Xu Zhenhui, Zhao Congwen, Scales Charles D, Henao Ricardo, Goldstein Benjamin A
Department of Biostatistics and Bioinformatics, Duke University, 2424 Erwin Road, Suite 1104, Durham, NC, 27705, USA.
Duke Clinical Research Institute, Duke University, Durham, NC, USA.
BMC Med Inform Decis Mak. 2022 Apr 24;22(1):110. doi: 10.1186/s12911-022-01855-0.
In the early stages of the COVID-19 pandemic our institution was interested in forecasting how long surgical patients receiving elective procedures would spend in the hospital. Initial examination of our models indicated that, due to the skewed nature of the length of stay, accurate prediction was challenging and we instead opted for a simpler classification model. In this work we perform a deeper examination of predicting in-hospital length of stay.
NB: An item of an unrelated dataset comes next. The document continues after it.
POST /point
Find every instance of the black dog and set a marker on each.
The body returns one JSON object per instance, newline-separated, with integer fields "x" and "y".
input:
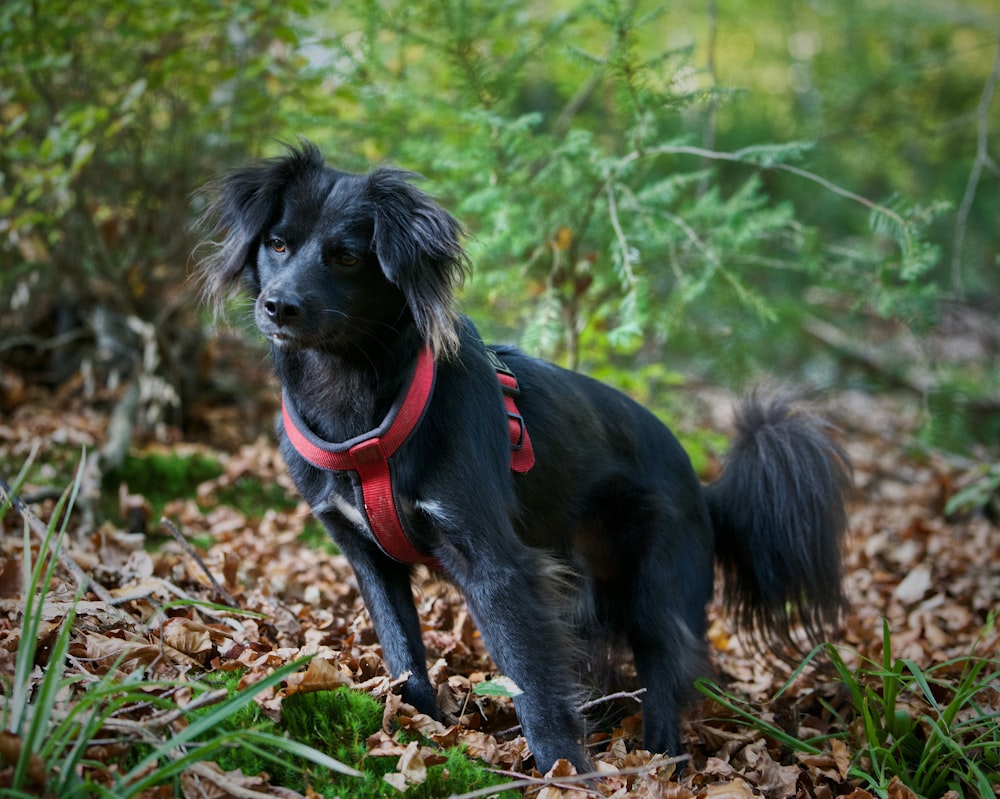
{"x": 607, "y": 537}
We used electronic health record data on length of stay from 42,209 elective surgeries. We compare different loss-functions (mean squared error, mean absolute error, mean relative error), algorithms (LASSO, Random Forests, multilayer perceptron) and data transformations (log and truncation). We also assess the performance of two stage hybrid classification-regression approach.
Our results show that while it is possible to accurately predict short length of stays, predicting longer length of stay is extremely challenging. As such, we opt for a two-stage model that first classifies patients into long versus short length of stays and then a second stage that fits a regresssor among those predicted to have a short length of stay.
The results indicate both the challenges and considerations necessary to applying machine-learning methods to skewed outcomes.
Two-stage models allow those developing clinical decision support tools to explicitly acknowledge where they can and cannot make accurate predictions.
在新冠疫情早期,我们机构对预测接受择期手术的外科患者住院时长很感兴趣。对我们模型的初步检查表明,由于住院时长的分布具有偏态性,准确预测具有挑战性,因此我们选择了一个更简单的分类模型。在这项工作中,我们对预测住院时长进行了更深入的研究。
我们使用了42209例择期手术患者住院时长的电子健康记录数据。我们比较了不同的损失函数(均方误差、平均绝对误差、平均相对误差)、算法(套索回归、随机森林、多层感知器)和数据变换(对数变换和截断)。我们还评估了两阶段混合分类回归方法的性能。
我们的结果表明,虽然有可能准确预测短住院时长,但预测长住院时长极具挑战性。因此,我们选择了一个两阶段模型,该模型首先将患者分为长住院时长和短住院时长两类,然后在预测为短住院时长的患者中拟合一个回归模型。
结果表明了将机器学习方法应用于偏态结果时所面临的挑战和需要考虑的因素。
两阶段模型使开发临床决策支持工具的人员能够明确认识到哪些地方可以做出准确预测,哪些地方不能。